With the RDM created and all the daemons started (luci,
ricci, cman) now I can config GFS. Make sure they are
running on all of our nodes.
We can even see the RDM on the guest systems:
[root@test03]# ls /dev/sdb
/dev/sdb
[root@test04]# ls /dev/sdb
/dev/sdb
So we are doing this using lvm clustering: http://emrahbaysal.blogspot.com/2011/03/gfs-cluster-on-vmware-vsphere-rh...
and http://linuxdynasty.org/215/howto-setup-gfs2-with-clustering/
We've already set up gfs daemons and fencing and whatnot.

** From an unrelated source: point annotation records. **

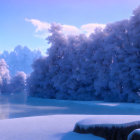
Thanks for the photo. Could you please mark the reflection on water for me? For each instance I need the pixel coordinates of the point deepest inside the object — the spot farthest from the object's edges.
(13, 106)
(19, 105)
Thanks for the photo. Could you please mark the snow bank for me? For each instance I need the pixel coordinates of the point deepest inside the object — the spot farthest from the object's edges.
(134, 135)
(53, 127)
(110, 127)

Before we start to create the LVM2 volumes and Proceed to
GFS2, we will need to enable clustering in LVM2.
[root@test03]# lvmconf --enable-cluster
I try to create the cluster FS
[root@test03]# pvcreate /dev/sdb
connect() failed on local socket: No such file or
directory
Internal cluster locking initialisation failed.

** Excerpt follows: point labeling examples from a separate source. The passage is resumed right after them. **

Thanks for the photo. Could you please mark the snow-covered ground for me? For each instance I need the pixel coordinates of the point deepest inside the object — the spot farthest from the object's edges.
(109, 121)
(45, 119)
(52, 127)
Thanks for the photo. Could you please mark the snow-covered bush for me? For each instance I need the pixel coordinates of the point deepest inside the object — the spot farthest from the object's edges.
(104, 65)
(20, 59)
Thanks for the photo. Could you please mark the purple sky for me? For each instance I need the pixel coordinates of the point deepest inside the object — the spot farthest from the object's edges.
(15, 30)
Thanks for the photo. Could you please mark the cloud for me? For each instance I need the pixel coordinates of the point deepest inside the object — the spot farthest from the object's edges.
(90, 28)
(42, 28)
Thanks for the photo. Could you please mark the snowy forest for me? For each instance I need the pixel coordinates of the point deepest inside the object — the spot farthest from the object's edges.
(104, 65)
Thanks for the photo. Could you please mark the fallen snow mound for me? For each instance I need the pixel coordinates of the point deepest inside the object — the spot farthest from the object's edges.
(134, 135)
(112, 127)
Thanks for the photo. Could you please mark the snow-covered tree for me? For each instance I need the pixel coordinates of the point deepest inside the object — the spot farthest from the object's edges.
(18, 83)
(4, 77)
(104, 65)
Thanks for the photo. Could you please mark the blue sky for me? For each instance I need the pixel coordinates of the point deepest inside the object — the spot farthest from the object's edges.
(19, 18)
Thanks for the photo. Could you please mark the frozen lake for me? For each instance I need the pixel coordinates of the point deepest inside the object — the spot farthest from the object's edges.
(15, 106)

WARNING: Falling back to local file-based locking.
Volume Groups with the clustered attribute will be
inaccessible.
Physical volume "/dev/sdb" successfully created
One internet source says:
>> That indicates that you have cluster locking enabled but that the cluster LVM
>> daemon (clvmd) is not running.
So let's start it,
[root@test03]# service clvmd status
clvmd is stopped
[root@test03]# service clvmd start
Starting clvmd:
Activating VG(s): 2 logical volume(s) in volume group "VolGroup00" now active
clvmd not running on node test04
[ OK ]
[root@test03]# chkconfig clvmd on
Okay, over on the other node:
[root@test04]# service clvmd status
clvmd is stopped
[root@test04]# service clvmd start
Starting clvmd: clvmd could not connect to cluster manager
Consult syslog for more information
[root@test04]# service cman status
groupd is stopped
[root@test04]# service cman start
Starting cluster:
Loading modules... done
Mounting configfs... done
Starting ccsd... done
Starting cman... done
Starting daemons... done
Starting fencing... done
[ OK ]
[root@test04]# chkconfig cman on
[root@test04]# service luci status
luci is running...
[root@test04]# service ricci status
ricci (pid 4381) is running...
[root@test04]# chkconfig ricci on
[root@test04]# chkconfig luci on
[root@test04]# service clvmd start
Starting clvmd:
Activating VG(s): 2 logical volume(s) in volume group "VolGroup00" now active
[ OK ]
And this time, no complaints:
[root@test03]# service clvmd restart
Restarting clvmd: [ OK ]
Try again with pvcreate:
[root@test03]# pvcreate /dev/sdb
Physical volume "/dev/sdb" successfully created
Create volume group:
[root@test03]# vgcreate gdcache_vg /dev/sdb
Clustered volume group "gdcache_vg" successfully created
Create logical volume:
[root@test03]# lvcreate -n gdcache_lv -L 2T gdcache_vg
Logical volume "gdcache_lv" created
Create GFS filesystem, ahem, GFS2 filesystem. I screwed
this up the first time.
[root@test03]# mkfs.gfs2 -j 8 -p lock_dlm -t gdcluster:gdcache -j 4 /dev/mapper/gdcache_vg-gdcache_lv
This will destroy any data on /dev/mapper/gdcache_vg-gdcache_lv.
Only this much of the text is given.